▼日本のソフトウェア開発力は世界の最先端をゆく──。国産ソフト会社はこう自負するが、国産ソフトが世界を制した例は皆無だ。その原因のひとつが、「品質」であろう。ここ数年、国内では大規模システムが相次ぎ故障し、しばしば「テスト不足」を露呈した。ビジネス分野から一般消費財に至るまで、構成要素にソフトの占める割合が増加。いまや「品質」は、国内ソフト産業の命運を左右する。

▼今年を「テスト元年」と呼ぶ技術者が増えた。国際ソフトテスト資格認定委員会「ISTQB」の日本支部「JSTQB」が、日本語版の基礎テスト技術者資格試験を今年8月に開始するからである。ここ数年、国内でソフトを組み込んだデジタル家電やビジネスソフトの「完成品」に対する「負荷テスト」は進歩した。しかし、ソフト開発途上のテストに関しては、世界に比べ後発で、この試験がソフト技術者の能力を上げることに貢献すると期待が集まっている。

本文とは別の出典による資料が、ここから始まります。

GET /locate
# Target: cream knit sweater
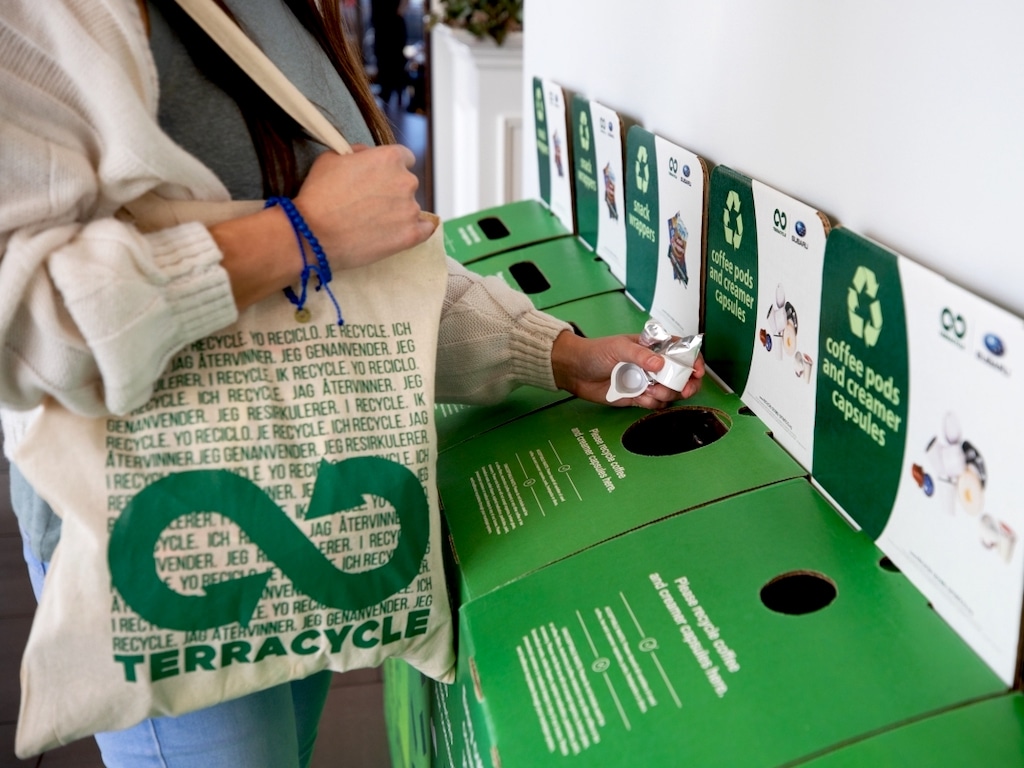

▼ソフト開発に必要な言語やアーキテクチャは日進月歩。顧客の過大な要望にも応えられるソフトを生み出せるようになった。高度化する一方で、コードや内部構成の複雑さ、他システムとの接続性などで、誤動作を引き起こしている。ある業務ソフト会社の幹部は「人と時間をかけるほどにバグが出る」と、テスト工程を増やしても、なお問題が生じると嘆く。人海戦術や〝勘〟に頼ったテストでは立ち行かないのだ。いまこそ、論理的にテストを担う技術者を国家レベルで養成する必要がある。